そしてその時に、私が子どものころ、元看護師の伯母が「塩は人間にとってなくてはならないもの。塩がないと人は死んでしまう。」と言っていたことを思い出しました。

それで塩について調べていくと、体内に取り入れた塩分は血液にまざり、栄養を運び新陳代謝を促すので、それが不足することで免疫力が下がり、日常生活に支障をきたす症状が現れる。また、“塩切れ”により、疲れやすい、食欲がない、無気力、精神の不安定、立ちくらみなどのさまざまな不調も発生することがあるということや、減塩が行き過ぎてしまうことでおこる“過度”の塩分不足も、私たちの健康を脅かすものであることを理解しなくてはいけない。など、塩が身体に与える影響が数々記されていました。

私は、これまで食事は父に任せっきりで、ほとんど料理をしませんでした。でも必要になれば、自分でも驚くほど頭も身体も動くようになるものです。
塩分も意識しながら、滋養に良いと聞いたり調べた食材で調理をしたり、父の体調をみて良いと思うものを色々と作っていきました。

その内、そんな私を逆に気づかってか、父は少しずつ頑張って食べたり飲んだりしてくれるようになりました。
そして、周りの方々からの励ましもいただき、気力と体力が回復し、約ひと月半後には一人で歩き、身の回りのこともできるようになり、今ではすっかり元気になりました。

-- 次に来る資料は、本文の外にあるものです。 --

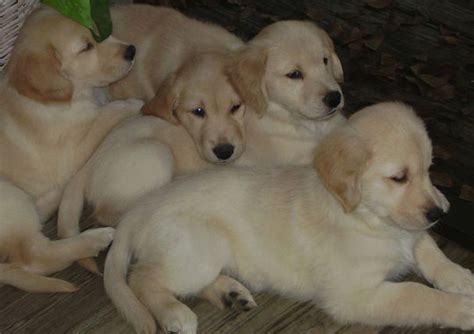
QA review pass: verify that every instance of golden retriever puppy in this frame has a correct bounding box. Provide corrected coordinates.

そして、私もこのことでこれまで以上に食に興味を持ち、料理が楽しくなりました。

余談ですが、私が生まれた時に、名前を「塩」と書いて「えん」と命名されるところだったそうです。(実話です。)それを提案したのは先の話に出た伯母ですが、父が全力で止めたそうです(^ ^)
今になると、塩の大切さを思いに込めて、人の役に立って欲しいと願った伯母の気持ちも分からなくはないです。

今回のことで、食べることの大切さと、食べものと塩の力、そしてその心身への影響を沢山学ばせていただきました。
ちなみに、塩は「精製塩」よりも、ミネラルを多く含んだ「天然塩」がおすすめですよ。
日ごろから安心できる良いものを口にして、内側からも健康な身体を作っていきたいものですね。

ペンネーム:ユメコ

引用元:「塩と体、健康と塩」、ソルト株式会社 おもしろく楽しく学ぶ 塩なび 塩 百科事典、http://www.tokyosalt.co.jp/health

※写真は、この夏作った自家製梅干しです。